Portland, Ore. -- The revelation of a terrorist plot to smuggle liquid-explosive precursors onto airliners headed for the United States, then mix them together in the plane's bathroom, has sent the U.S. Transportation Security Administration and other anti-terrorism task forces worldwide scouring for systems that can detect liquid threats.
The problem is that traditional, "sniffer" type sensors depend on detecting traces of explosives left on the outsides of the containers in which they are packed. Carefully sealed liquid containers, possibly fitting an unusual form factor or even shielded by metal, might get by a sniffer. And conventional X-ray detectors, which depend on human screeners to read the X-rays and identify weapons via shape recognition, cannot screen for liquids.
Now Guardian Technologies International Inc. (Herndon, Va.) says it has devised PC-based software that can be used in tandem with conventional X-ray detectors in the field, acting as "a second set of eyes" to identify liquid-based compounds for explosives in scanned baggage.
"Usually the threats [anti-terrorism officials] are trying to discover are guns, knives and things like plastic explosives, but as of yesterday there is suddenly a high priority on identifying liquid-based compounds for explosives, which we can do," Steve Lancaster, vice president of Guardian, told EE Times after British authorities exposed the foiled plot. Lancaster claimed that Guardian Technologies' PinPoint software can detect liquid explosives in scanned baggage, regardless of metal shielding or the containers' orientation in the bag.
Since "you can't do shape recognition" for liquid explosives, Lancaster said, "we use iterative algorithms that perform spatial and spectral analysis down to the pixel level and build a unique response or 'signature' from each kind of object." The PinPoint software can detect the telltale signature of any type of threat that its neural network has been previously trained to detect, including the liquid-explosive pre- cursors the British terrorists had planned to use.
Examining a bag as it is passed through an X-ray scanner, PinPoint takes several seconds to analyze the contents and identify any target items in the bag for which it has been previously trained. The company claims better than 90 percent accuracy in identifying specific threat objects and a less than 9 percent false-alarm rate. The tool is being beta-tested at U.S. airports, according to Guardian.
Using neural-network learning algorithms combined with other image segmenting, feature extraction and classification algorithms, PinPoint is preprogrammed at Guardian's laboratory to identify specific compounds. Guardian claims the pixel-level information obtained via the standard, dual-energy X-ray machines at airports already harbors the unique signatures for any type of weapon or concealed explosives, regardless of their orientation or shape. The characteristic relationships among pixels that correspond to the density, color and geometry of specific explosives each have a unique signature, according to the company.
After the learning step, Guardian Technologies installs the algorithm into the PinPoint software, which runs on a PC in the field. At the airport, the PinPoint algorithm segments each X-ray image into objects (even though some occlude each other in the image), classifying them as "not a threat" or "a threat," and explaining why.

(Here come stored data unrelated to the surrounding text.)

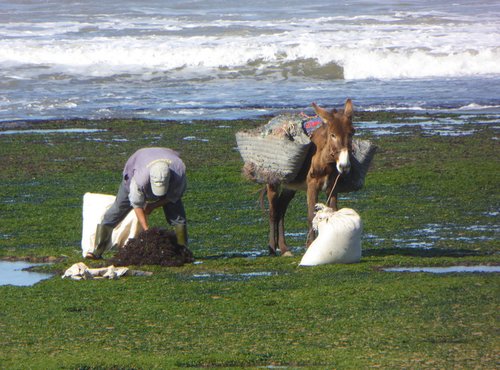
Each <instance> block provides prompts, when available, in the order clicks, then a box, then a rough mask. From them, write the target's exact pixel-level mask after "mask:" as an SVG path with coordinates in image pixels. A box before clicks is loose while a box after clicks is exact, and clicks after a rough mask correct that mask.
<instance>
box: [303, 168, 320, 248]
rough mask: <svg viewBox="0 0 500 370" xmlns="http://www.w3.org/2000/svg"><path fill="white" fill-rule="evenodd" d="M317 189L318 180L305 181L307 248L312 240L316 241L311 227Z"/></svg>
mask: <svg viewBox="0 0 500 370" xmlns="http://www.w3.org/2000/svg"><path fill="white" fill-rule="evenodd" d="M319 189H320V182H319V181H318V180H316V179H314V178H308V179H307V230H308V232H307V240H306V247H307V248H309V246H310V245H311V243H312V242H313V241H314V239H316V232H315V231H314V229H313V227H312V220H313V218H314V206H315V205H316V203H318V193H319Z"/></svg>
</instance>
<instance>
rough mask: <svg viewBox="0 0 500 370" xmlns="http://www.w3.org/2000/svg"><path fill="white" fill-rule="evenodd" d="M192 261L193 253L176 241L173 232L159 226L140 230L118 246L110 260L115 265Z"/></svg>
mask: <svg viewBox="0 0 500 370" xmlns="http://www.w3.org/2000/svg"><path fill="white" fill-rule="evenodd" d="M193 261H194V257H193V253H192V252H191V251H190V250H189V249H188V248H186V247H184V246H181V245H179V244H178V243H177V237H176V236H175V233H174V232H173V231H167V230H164V229H160V228H152V229H149V230H147V231H142V232H141V233H140V234H139V236H138V237H137V238H134V239H130V240H129V241H128V242H127V244H125V246H124V247H123V248H120V249H119V250H118V253H117V254H116V255H115V256H114V257H113V258H112V260H111V262H112V263H113V264H114V265H117V266H128V265H136V266H140V265H160V266H182V265H183V264H185V263H191V262H193Z"/></svg>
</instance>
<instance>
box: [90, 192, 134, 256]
mask: <svg viewBox="0 0 500 370" xmlns="http://www.w3.org/2000/svg"><path fill="white" fill-rule="evenodd" d="M115 198H116V197H115V196H114V195H108V194H95V193H85V195H84V196H83V227H82V255H83V257H85V256H86V255H87V253H88V252H91V253H93V252H94V251H95V231H96V227H97V224H100V223H101V221H102V219H103V217H104V213H106V211H107V210H108V209H109V208H110V207H111V205H112V204H113V202H114V201H115ZM141 231H142V228H141V225H140V223H139V220H138V219H137V216H136V215H135V212H134V211H130V212H129V214H128V215H127V217H125V219H124V220H123V221H122V222H121V223H119V224H118V225H117V226H116V227H115V228H114V230H113V234H112V236H111V245H109V246H108V247H107V248H106V249H110V248H112V247H115V246H117V247H118V248H120V247H123V246H124V245H125V243H126V242H127V240H128V239H130V238H135V237H137V235H139V233H140V232H141Z"/></svg>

"We run thousands of images of differently packed luggage with whatever types of threats we want to detect, which could include liquid explosives. Then, through our learning algorithms, we generate the signature that we come to expect from that specific threat," said Lancaster. "When PinPoint gets that signature from an X-ray image of a carry-on bag, we put a big red box around it on the operator's screen" that alerts the operator to hand-search the bag. As long as the threat's signature has already been programmed into PinPoint by Guardian, the red box around suspicious objects and the corresponding messages to operators can be configured by the user to keep them current with changing policies.

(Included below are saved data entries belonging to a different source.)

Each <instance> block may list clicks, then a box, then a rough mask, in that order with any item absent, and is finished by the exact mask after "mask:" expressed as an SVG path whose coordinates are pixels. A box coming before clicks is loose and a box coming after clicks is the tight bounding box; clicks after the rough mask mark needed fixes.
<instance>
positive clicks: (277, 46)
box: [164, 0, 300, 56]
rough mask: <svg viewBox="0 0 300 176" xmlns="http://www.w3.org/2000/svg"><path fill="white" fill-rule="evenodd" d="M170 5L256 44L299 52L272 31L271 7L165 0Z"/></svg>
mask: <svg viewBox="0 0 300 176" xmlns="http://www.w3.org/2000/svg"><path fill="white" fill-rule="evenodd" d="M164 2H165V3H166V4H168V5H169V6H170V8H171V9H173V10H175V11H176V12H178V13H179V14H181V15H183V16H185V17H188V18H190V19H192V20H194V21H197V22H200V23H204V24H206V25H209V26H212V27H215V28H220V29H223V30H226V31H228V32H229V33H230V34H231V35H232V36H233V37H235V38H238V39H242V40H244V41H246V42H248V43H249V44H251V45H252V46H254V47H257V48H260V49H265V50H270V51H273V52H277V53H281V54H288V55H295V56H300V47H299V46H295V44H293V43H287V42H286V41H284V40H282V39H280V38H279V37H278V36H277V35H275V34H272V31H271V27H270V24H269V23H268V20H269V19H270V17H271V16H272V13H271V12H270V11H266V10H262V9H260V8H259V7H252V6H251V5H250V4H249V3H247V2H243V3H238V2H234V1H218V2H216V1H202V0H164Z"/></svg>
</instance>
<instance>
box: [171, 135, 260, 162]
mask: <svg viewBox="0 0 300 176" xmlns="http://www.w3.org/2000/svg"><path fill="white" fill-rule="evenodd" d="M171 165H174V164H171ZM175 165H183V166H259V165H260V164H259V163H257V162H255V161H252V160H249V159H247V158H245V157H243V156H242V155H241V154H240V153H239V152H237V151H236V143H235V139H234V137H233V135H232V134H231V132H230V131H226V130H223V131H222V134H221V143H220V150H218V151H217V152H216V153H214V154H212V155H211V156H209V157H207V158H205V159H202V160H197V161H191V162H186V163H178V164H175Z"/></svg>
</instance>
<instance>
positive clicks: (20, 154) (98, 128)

Threats cannot be concealed by objects that are not threats, the company claims, because overlaying a threat with a nonthreatening object changes the signature of the threat in predictable ways.
Thus, PinPoint can "see through" nonthreatening ob- jects to perceive threats. Both the spatial and the spectral properties are used during the generation of rules for pattern classification, for later use in the field.
"We use many machine-learning algorithms as well as classical image-processing techniques," Lancaster said. "Iterative transformational divergence follows image features down to the pixel level, where we detect divergence and bifurcation and develop a plane of data. We then find the statistically significant differences in this hypercube of data planes to build a signature that a vector processor can later use to classify X-rays."
Currently, the signatures of newly emerged threats, such as the recent plot's liquid-explosive precursors, can only be programmed into PinPoint at Guardian Technologies. But the company is experimenting with adding learning capabilities to its installations in the field, "so that if an airport got a specific threat for a certain type of item, they could quickly just run that item through the X-ray machine and learn its signature," Lancaster said. "That way, any airport could evaluate specific new threats without having to wait for upgrades from us."